A decisão sobre a proposta de reforma administrativa, mais uma vez adiada no Senado, evidencia a extrema complexidade da matéria. Põe a nu o embate entre o velho e novo que caracteriza os processos de transição social e dá origem a muitas das crises de governo.
Entre as várias resistências do relator Prisco Viana ao projeto, inquinando praticamente tudo de inconstitucional, apenas uma aparece com destaque: a estabilidade no emprego. Quem se atém ao noticiário pensa que ele se contentou em defender essa vantagem do servidor público.
A rigor, a flexibilização da estabilidade não teria efeito imediato nas finanças do governo. Salvo em alguns Estados, onde o inchaço dos quadros atinge proporções de calamidade, a quantidade de servidores não é exagerada. Comparado com outros países, o Brasil tem um número relativamente menor de funcionários públicos.
A revisão da regra é, acima de tudo, um sinal para o futuro. Permitirá a melhoria estrutural e de qualidade do serviço público. Não produzirá demissão em massa. Dificilmente passará sem salvaguardas para a dispensa imotivada ou por razões pessoais ou políticas pelos poderosos de plantão.
Há outros aspectos do parecer (talvez mais importantes) que estão esquecidos. O deputado questiona, por exemplo, a mudança do regime jurídico único e o fim da autonomia do Congresso para decidir sobre os seus próprios salários e os do Judiciário.
O regime jurídico único, reinstituído pela Constituição de 1988, subordina o serviço público ao requerimento universal do concurso público. Retornou-se à década de 30, jogando-se no lixo o avanço experimentado com os regimes das autarquias e fundações. Enrijeceu-se tremendamente a administração.
O principal foco de distorções administrativas nascido em 1988 foi, contudo, a referida autonomia do Legislativo (federal e estadual) na área salarial.
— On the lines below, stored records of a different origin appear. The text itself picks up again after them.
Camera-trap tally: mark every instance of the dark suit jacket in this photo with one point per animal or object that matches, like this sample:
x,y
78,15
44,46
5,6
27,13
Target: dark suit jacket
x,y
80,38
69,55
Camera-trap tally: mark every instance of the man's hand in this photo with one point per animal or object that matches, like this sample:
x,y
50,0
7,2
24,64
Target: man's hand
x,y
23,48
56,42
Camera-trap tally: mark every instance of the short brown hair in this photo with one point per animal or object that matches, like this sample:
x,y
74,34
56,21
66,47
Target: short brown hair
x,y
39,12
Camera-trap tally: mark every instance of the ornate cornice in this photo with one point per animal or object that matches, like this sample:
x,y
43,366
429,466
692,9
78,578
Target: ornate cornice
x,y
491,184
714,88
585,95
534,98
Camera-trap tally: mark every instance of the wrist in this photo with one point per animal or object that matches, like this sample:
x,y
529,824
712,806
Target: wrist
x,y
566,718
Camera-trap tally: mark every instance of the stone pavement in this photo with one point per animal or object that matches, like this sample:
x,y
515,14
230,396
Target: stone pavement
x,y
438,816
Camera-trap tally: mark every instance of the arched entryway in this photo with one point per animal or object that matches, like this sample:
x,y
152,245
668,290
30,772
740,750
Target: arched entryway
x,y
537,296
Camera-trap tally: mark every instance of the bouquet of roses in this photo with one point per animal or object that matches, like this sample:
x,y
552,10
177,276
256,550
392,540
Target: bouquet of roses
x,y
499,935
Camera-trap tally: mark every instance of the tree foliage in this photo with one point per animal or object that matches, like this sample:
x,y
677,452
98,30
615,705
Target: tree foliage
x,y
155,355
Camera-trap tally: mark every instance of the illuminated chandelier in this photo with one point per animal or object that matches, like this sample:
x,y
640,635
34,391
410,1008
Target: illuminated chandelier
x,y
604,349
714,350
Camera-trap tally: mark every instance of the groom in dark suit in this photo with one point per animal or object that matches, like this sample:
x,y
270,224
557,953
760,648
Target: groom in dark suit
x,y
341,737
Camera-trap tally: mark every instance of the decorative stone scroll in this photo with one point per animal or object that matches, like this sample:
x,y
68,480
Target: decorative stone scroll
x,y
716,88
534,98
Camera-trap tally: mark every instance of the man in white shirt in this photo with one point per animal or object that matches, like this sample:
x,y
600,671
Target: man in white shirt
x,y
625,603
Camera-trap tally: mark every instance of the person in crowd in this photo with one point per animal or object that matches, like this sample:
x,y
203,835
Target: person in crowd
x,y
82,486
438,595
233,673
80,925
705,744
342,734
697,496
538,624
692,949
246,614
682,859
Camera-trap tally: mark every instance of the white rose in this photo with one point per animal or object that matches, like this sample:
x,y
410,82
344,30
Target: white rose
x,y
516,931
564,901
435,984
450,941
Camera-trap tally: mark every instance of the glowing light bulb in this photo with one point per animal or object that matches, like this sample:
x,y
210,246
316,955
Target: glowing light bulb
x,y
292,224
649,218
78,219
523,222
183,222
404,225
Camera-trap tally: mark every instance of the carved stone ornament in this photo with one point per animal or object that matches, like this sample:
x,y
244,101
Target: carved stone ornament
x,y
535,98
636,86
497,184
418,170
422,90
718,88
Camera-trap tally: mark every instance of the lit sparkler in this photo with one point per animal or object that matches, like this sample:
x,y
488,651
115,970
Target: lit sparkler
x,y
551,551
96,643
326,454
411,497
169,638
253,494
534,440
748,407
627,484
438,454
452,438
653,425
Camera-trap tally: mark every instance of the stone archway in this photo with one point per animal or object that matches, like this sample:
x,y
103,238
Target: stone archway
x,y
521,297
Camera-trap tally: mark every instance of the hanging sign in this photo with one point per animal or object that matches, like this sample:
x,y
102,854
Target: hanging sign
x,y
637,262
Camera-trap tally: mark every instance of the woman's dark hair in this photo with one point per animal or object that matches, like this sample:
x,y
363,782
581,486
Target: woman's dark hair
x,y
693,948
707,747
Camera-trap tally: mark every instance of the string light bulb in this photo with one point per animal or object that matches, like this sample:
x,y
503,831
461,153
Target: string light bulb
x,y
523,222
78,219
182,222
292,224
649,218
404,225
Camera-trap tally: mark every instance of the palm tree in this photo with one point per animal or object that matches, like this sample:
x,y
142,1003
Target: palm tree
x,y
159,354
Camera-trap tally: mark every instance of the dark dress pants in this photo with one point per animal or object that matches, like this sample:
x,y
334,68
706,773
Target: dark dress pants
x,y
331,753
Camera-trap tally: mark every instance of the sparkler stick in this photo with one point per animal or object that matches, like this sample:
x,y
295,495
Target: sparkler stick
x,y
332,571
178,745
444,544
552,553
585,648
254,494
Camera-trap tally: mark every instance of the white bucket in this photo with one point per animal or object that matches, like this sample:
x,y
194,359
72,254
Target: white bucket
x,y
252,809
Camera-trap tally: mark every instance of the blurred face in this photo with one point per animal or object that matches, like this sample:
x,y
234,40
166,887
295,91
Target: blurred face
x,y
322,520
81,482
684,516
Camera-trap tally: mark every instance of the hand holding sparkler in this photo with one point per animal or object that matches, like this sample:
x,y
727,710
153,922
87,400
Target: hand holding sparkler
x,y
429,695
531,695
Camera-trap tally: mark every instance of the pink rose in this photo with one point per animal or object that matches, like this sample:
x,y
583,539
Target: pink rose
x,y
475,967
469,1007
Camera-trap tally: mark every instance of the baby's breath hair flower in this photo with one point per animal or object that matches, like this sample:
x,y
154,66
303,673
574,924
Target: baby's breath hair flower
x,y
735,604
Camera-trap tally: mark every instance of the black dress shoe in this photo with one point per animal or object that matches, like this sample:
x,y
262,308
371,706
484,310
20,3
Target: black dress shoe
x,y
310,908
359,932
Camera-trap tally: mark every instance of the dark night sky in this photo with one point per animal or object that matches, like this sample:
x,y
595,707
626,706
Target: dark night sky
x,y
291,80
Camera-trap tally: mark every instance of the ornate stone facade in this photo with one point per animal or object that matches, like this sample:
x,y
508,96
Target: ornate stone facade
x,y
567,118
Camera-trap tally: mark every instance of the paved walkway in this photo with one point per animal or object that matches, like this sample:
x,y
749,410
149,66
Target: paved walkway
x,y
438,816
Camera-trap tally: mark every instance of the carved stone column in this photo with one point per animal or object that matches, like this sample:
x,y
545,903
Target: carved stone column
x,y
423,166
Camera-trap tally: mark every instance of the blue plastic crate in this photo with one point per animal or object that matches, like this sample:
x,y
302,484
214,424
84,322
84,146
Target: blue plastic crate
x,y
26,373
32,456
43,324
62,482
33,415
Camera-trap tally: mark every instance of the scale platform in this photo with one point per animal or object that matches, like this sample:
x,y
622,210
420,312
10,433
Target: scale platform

Sob o argumento da necessidade de preservar a independência dos Poderes, novamente invocado pelo relator, a nova Carta Magna inovou para pior, confundindo independência com interdependência.
A revolução norte-americana e a Constituição de Filadélfia (1787) concretizaram, como se sabe, muitos ideais do liberalismo político e serviram de modelo para a construção do presidencialismo brasileiro. Uma de suas características básicas é o mecanismo de pesos e contrapesos ("checks and balances) para evitar decisão unilateral ou domínio de um dos Poderes.
O Legislativo pode ser questionado pelo Executivo por meio do veto. Não se trata de bloquear a decisão, mas de pedir que ela seja reconsiderada ou se derrube o veto, sob quórum qualificado, se assim julgado conveniente. No Brasil, numa matéria relevante como a de dispor sobre os recursos do contribuinte, o mecanismo morreu. O Congresso e as Assembléias Legislativas decidem unilateralmente. Resta ao Tesouro pagar.
A proposta não retira a iniciativa do Congresso na matéria. Apenas subordina a decisão sobre salários à regra geral do projeto de lei e da sanção presidencial, incluindo, portanto, a hipótese do veto. Nos EUA, recentemente, o presidente Clinton ameaçou vetar decisão do Legislativo sobre cortes de despesas. Ninguém falou em quebra de princípio democrático.
A reinstituição do veto ao aumento de salário é medida essencial para aumentar o controle da sociedade sobre essas decisões. Chama a atenção da mídia. Obriga o Congresso a repensar. Protege melhor o cidadão e o contribuinte. Reforça o sistema de pesos e contrapesos. Não cassa a independência dos parlamentares.
A presente autonomia tem sido fonte de inadmissíveis privilégios. Já existe Estado onde a despesa com aqueles dois Poderes ultrapassa 25% dos gastos totais com pessoal. No governo federal, a mesma despesa mais do que triplicou sua proporção desde 1988. Na Justiça e no Ministério Público, há salários -e mesmo aposentadorias- superiores aos de juízes em serviço ativo nas cortes supremas de países ricos.
É preciso deixar de ver o parecer Prisco Viana apenas pelo seu lado contrário à flexibilização da estabilidade do servidor público no emprego. Há outros aspectos que precisam ser objeto de igual ou maior reflexão e debate.